October 4, 2019
Our Weekly NewsletterContact
Across Instinctif Partners’ Financial Services team, we are always keeping an eye on the key developments taking place across the sector to evaluate their impact on the many businesses we work with. Here we share our picks of the week’s most interesting news, and our expert views.
Fund management competition reaches ‘Money Ball’ levels
The fund management industry is now taking cues from the analytical arms race between US baseball teams, spurred from Billy Beane’s unique use of statistics made famous in Michael Lewis’ book and follow up Brad Pitt movie, ‘Money Ball’. The vast amount of data within fund management has driven some asset managers to analyse unconventional sources in hopes of outperforming rival groups, akin to the famed Oakland A’s manager. But while investing in technology may lead to a competitive edge, lessons from Money Ball show that rivals will soon catch on. (From Financial Times, 30th September 2019)
Stock market investors missing companies’ best years
Investors in the stock market may be missing the best years of a company’s growth as companies frequently secure funding from private equity funds through expansion capital, and only later rely on public stock markets once growth has plateaued. Situations like this often leave individual stock market investors watching from afar, while private equity “fat cats” obtain high returns. (From This is Money, 29th September 2019)
Motor insurance more expensive than fines
A recent study found that motorists pay more for their insurance than those driving without cover, prompting the industry to call for harsher penalties. On average, motorists pay £485 in insurance fees, while average fines are issued at around £362. Safety experts are pushing for harsher sentencing to prevent UK citizens from abusing the system. (From The Sun, 30th September 2019)
London’s bubble bursts
The capital’s real estate market has moved out of bubble-risk territory for the first time in four years, a new report from Swiss bank UBS suggests. House prices in London are roughly 10% below their mid-2016 peak, with the report noting that while the capital remains “overvalued”, the days of stratospheric annual house price growth are “long gone”. Munich and Toronto now top UBS’ Global Real Estate Bubble Index, with London in 9th place. (From City AM, 30th September 2019)
ESG uptake broadens
With ESG (Environmental, Social and Governance) quickly becoming the hottest buzz phrase in the asset management industry, almost two thirds of sovereign investors – who have previously been slower to pick up on this trend, despite being among the world’s largest global investors – are making social and environmentally friendly investing part of their approach. This compares to less than half two years ago. The news comes as separate research reveals it pays to be green, with solar and wind stocks outperforming oil and gas shares by a widening margin this year. (From Reuters, 30th September 2019)

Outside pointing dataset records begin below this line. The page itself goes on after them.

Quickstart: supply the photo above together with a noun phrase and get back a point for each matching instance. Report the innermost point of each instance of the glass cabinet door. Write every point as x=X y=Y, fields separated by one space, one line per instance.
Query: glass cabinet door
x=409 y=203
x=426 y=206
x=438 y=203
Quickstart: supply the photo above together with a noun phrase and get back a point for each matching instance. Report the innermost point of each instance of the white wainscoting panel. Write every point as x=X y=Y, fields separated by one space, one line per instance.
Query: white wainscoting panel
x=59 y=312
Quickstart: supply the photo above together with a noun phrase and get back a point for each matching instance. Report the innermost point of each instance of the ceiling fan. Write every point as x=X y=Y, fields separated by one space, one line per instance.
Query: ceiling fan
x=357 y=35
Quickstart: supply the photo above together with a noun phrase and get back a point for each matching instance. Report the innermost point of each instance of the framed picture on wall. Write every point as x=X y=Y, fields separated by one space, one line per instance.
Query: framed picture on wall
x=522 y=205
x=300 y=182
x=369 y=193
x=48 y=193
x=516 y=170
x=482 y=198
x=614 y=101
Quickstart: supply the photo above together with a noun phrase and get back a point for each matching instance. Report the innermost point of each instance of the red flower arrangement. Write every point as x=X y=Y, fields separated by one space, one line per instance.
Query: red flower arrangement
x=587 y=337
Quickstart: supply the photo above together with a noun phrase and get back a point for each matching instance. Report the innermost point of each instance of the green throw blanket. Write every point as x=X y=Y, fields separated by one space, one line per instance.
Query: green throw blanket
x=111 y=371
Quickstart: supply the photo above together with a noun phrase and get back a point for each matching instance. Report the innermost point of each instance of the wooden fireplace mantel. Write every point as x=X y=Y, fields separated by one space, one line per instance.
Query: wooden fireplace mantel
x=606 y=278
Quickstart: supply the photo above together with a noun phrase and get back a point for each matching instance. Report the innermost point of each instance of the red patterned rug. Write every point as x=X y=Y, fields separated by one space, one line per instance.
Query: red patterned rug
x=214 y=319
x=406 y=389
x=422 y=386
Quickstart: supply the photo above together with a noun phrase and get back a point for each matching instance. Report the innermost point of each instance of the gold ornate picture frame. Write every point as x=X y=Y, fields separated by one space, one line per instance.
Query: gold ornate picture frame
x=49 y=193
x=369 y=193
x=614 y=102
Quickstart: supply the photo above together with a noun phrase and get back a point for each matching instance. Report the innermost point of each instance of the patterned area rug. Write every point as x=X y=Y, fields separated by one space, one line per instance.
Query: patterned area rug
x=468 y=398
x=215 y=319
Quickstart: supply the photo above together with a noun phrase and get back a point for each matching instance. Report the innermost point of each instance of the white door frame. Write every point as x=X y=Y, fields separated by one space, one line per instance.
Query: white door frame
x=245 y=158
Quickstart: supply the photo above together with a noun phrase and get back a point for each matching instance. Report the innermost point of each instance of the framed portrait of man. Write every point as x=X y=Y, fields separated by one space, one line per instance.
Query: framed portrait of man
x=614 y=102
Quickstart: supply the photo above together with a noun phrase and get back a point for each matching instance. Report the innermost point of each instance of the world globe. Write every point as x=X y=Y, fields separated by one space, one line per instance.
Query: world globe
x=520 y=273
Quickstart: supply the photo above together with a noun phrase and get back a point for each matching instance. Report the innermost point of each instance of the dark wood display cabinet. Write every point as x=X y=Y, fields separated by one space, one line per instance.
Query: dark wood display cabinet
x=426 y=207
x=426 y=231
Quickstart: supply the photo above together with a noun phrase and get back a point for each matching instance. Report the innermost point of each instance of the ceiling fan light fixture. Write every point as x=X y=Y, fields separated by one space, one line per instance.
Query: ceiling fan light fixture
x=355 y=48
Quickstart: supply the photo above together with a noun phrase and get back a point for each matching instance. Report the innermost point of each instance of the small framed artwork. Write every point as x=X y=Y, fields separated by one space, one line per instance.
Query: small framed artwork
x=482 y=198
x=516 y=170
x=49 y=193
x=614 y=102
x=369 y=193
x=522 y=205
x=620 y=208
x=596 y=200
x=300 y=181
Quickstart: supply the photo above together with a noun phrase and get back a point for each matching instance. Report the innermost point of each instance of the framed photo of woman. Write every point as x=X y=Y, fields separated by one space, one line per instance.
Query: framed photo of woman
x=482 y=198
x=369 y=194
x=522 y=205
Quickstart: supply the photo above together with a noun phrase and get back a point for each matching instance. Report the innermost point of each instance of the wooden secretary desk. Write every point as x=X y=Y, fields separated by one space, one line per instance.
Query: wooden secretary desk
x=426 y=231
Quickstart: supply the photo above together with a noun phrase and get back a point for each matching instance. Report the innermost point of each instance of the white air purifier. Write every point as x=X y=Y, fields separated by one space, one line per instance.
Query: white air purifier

Why the time is now for better Diversity and Inclusion
With a number of high profile, powerful supporters across several industries, the group is calling for “radical and rapid action” in a clear sign that the issue of improved diversity in business isn’t going anywhere.
While certain sectors have gone some way towards reducing their gender pay gap, others have yet to record any significant improvement at all.
For instance, the average mean pay gap for the investment management industry is currently 31%, with only half of the firms in this group reporting a year-on-year reduction in this figure. Of these, the majority only saw an improvement of 5% or less.
Worryingly, the report goes as far as to suggest that there may be some “resentment” about special programmes designed to develop more diverse talent. Some investment professionals may feel such initiatives are more an exercise in demonstrating “political correctness”, rather than being key to driving the success of their firm.
This comes despite the clear business case for more diverse and inclusive businesses. Research from PwC suggests that diverse companies are more innovative, create more value and ultimately benefit from better business returns, all the while simultaneously improving their external reputation and ensuring they are more attractive to existing and prospective talent.
It is also important to remember that despite the current prevalence of gender-focused campaigns, diversity in all senses of the word is vital.
Whether that be on the basis of gender, ethnicity, socio-economic status or sexuality, building a more inclusive industry can only be achieved if all aspects of diversity are considered. Then, and only then, will businesses, customers and employees alike truly reap the rewards.
There are many D&I initiatives out there, some more authentic and successful in their objectives than others.
For the Diversity Project, their key piece of advice – aimed particularly at the investment management industry – is to align improved diversity with business’ long-term strategic goals in order to ensure the issue sits at the heart of all initiatives across every level of the firm.
This will then filter into more tactical execution – whether that be setting up role-model schemes, organising diversity networks or arranging unconscious bias training in the workplace – ultimately, enabling businesses to gain momentum and really start to move the dial on this issue.
In the words of the Diversity Project, it is time to deliver. The question is, are you ready?